Why Did Ekso Bionics Plunge 31.35%? Revenue Drops 58%

Generated by AI AgentAinvest Pre-Market Radar
Tuesday, Jul 29, 2025 5:31 am ET1min read
Aime RobotAime Summary

- Ekso Bionics' stock plunged 31.35% pre-market as Q2 revenue fell 58% to $2.1M, driven by delayed Enterprise Health sales.

- Despite the decline, Personal Health revenue rose over 50% H1 2025, boosted by AI-powered rehabilitation initiatives.
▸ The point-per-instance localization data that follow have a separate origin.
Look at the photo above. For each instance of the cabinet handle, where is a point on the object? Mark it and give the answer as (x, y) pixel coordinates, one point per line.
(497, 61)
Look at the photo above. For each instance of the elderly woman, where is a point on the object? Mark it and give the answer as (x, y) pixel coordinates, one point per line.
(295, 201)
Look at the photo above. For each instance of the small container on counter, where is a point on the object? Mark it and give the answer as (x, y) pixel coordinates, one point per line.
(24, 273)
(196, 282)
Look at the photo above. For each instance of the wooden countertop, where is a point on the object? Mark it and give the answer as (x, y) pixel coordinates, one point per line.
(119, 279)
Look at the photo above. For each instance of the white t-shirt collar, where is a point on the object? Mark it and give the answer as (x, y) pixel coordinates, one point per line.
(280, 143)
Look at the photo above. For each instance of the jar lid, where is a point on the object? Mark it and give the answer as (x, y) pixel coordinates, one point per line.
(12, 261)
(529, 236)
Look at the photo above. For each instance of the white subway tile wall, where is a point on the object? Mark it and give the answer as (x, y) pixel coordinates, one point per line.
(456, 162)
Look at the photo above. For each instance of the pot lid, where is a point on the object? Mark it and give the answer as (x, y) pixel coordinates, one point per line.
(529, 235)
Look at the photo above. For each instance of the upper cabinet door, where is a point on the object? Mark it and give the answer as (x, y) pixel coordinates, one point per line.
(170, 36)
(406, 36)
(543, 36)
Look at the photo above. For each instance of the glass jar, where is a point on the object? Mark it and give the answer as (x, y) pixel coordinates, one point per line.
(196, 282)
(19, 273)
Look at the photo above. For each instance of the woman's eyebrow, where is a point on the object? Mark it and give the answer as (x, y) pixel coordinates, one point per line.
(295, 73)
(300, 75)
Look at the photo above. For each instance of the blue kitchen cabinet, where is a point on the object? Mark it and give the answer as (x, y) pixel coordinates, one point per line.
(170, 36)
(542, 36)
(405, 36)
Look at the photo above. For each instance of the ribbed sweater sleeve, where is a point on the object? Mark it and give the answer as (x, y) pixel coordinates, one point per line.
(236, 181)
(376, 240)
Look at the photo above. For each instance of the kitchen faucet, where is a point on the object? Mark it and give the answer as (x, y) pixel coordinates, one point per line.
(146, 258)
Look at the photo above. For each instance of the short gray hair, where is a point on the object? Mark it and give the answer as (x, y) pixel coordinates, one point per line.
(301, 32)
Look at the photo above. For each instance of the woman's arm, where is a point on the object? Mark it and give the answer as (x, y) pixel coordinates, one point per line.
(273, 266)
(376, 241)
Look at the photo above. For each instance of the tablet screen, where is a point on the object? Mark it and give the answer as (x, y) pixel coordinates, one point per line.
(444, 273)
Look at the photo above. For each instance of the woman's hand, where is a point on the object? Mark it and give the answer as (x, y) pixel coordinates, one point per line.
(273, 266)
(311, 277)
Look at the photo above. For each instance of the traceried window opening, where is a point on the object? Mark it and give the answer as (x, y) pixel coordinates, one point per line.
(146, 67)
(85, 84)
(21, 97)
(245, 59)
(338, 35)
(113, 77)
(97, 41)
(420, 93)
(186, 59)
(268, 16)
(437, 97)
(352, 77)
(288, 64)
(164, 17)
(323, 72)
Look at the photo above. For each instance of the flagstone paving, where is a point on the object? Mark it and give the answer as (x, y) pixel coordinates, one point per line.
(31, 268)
- The stock dropped 6.02% intraday but gained 7.05% post-market, reflecting mixed investor reactions to results and strategic shifts.

On July 29, 2025,

experienced a significant drop of 31.35% in pre-market trading, reflecting a substantial decline in investor confidence.

Ekso Bionics reported a significant decline in revenue for the second quarter of 2025, falling to $2.1 million from $5.0 million in the same period of 2024. This represents a 58% year-over-year decrease, primarily attributed to delays in multi-device Enterprise Health sales. The company's earnings per share loss for the quarter was $(1.24), which was narrower than expected.

Despite the overall revenue decline, Ekso Bionics saw growth in its Personal Health product revenues, which increased by more than 50% for the first half of 2025. This growth was driven by the company's AI-powered rehabilitation push, which has been a key focus area for Ekso Bionics.

The company's stock saw a 6.02% decline during the day, followed by a 7.05% rise in aftermarket trading, indicating a mixed reaction from investors to the financial results and the company's strategic initiatives.